The Penn State Addiction Symposium will explore the breadth of preclinical and clinical addiction research that is conducted across Penn State campuses. Penn State faculty and clinician scientists will present their work in the field of addiction via oral presentations and students, faculty and staff will present work via poster presentations.
At 9 a.m., featured faculty speaker Janet Welsh, PhD, Associate Research Professor in the College of Health and Human Development at Penn State, will present “Promoting Evidence Based Programming to Prevent Substance Abuse in Pennsylvania.”

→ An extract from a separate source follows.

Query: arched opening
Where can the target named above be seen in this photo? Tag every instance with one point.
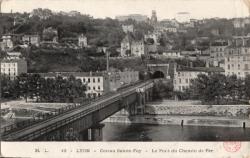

Over lunch, Capt. Jennifer Fan, JD, PharmD, Acting Deputy Director of the Center for Substance Abuse Prevention in the Substance Abuse and Mental Health Services Administration (SAMHSA), and SAMHSA’s Subject-Matter Expert on Prescription Drug and Opioid Abuse, will deliver the keynote address.
During the rest of the day, faculty members and clinician/scientists will share their current addiction-related research using brief five- to 10-minute data blitz-style presentations, and students, postdocs and faculty members will have an opportunity to present their work in a poster session.
All are welcome. Register for the symposium or the keynote address here by Nov. 15, 2018. Lunch will be provided for those who register.
Abstract submission deadline is Oct. 17, 2018. To submit an abstract, or for other registration questions, email Sarah Ballard at firstname.lastname@example.org.
The goal of the event is to promote addiction as a critical topic of interest and facilitate its integration both within and across disciplines in the medical and basic science arena. The Addiction Center for Translation hopes to foster connections between and among researchers and clinicians to advance our understanding of the disease and to explore novel avenues for treatment.
The Symposium is supported in part by a grant from the Penn State Neuroscience Institute for the development of the Addiction Center for Translation, the Addiction Center for Translation, and Penn State Clinical and Translational Science Institute.